Итак, в первом приближении нам удалось подойти к той сфере, где свершается со-бытие возникновения письма. Это сфера включенного в культуру Чуждого, устанавливающего горизонты моего бытия-в-мире. Теперь попробуем приблизиться непосредственно к со-бытию письма. Для этого обратимся к двум эпизодам, приводимых из "Египетской книге Мертвых" Тураевым: "Тот в пирамидах выступает не иначе, как ибисом, причем особенно подчеркиваются его крылья. Эти же крылья играют роль при непонятной для нас переправе богов и "ока Гора", на ту сторону озера Ха, на восточную сторону неба"; богов просят приобщить к этому путешествию "на крыльях Тота и покойного". Такая же просьба обращается и к самому Тоту" (4;31). Приведем сразу и второй эпизод. Тураев пишет: "Заметим еще, что лестница от земли на небо названа "даром Тота" вероятно потому, что всякое изобретение относилось к нему, может быть, и в силу его благодеяний покойникам, и, как замена его крыльев". (4;33) Значение этих эпизодов станет понятно, если мы попытаемся сравнить их с комплексом мифов другой культуры, посвященных тому же событию возникновения письменности. В данном случае я имею ввиду цикл китайских мифов о божественном императоре Фу-Си. Конечно, смешанный характер календаря — особенности китайской культуры, отнюдь не ориентированной на гипертрофированный культ мертвых и ориентация китайской культуры на гадательные практики, создают определенную специфику.
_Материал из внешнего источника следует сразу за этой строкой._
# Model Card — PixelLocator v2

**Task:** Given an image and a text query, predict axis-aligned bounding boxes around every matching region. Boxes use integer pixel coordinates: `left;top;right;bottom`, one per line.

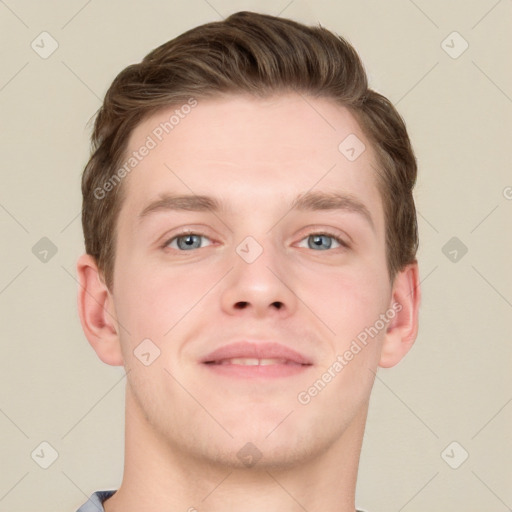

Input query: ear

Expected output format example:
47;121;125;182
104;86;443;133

379;261;421;368
76;254;123;366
Но ряд мотивов в мифах о возникновении письма указывает на то онтологическое событие, о котором мы ведем речь.

Итак, легенда о возникновении китайского письма гласит: "Однажды, прогуливаясь по берегу реки Хуанхэ, Фу Си увидел дракона… на спине которого просматривались отчетливо некие непонятные знаки. Любознательный император тут же срисовал их. Потом обратил внимание, что полученные рисунки сходны со следами птичьих лап на песке близлежащей отмели. В результате сопоставлений Фу Си преподнес китайской цивилизации еще один щедрый дар — начертал восемь триграмм, от которых, собственно, и взяла начало китайская письменность" (1;102-103). Бдительный историк письма конечно же узрел здесь сюжет происхождения письма из природных знаков. Это без сомнения так. Но вот вопрос, где начертаны эти знаки и какова природа их изобретателя. Мифология в отличии от мифа слишком ревностно охраняет мир "своего" Чуждого, и для того, чтобы его схватить нужно некоторое усилие, необходимо пройти некоторый путь. Проделаем его и мы.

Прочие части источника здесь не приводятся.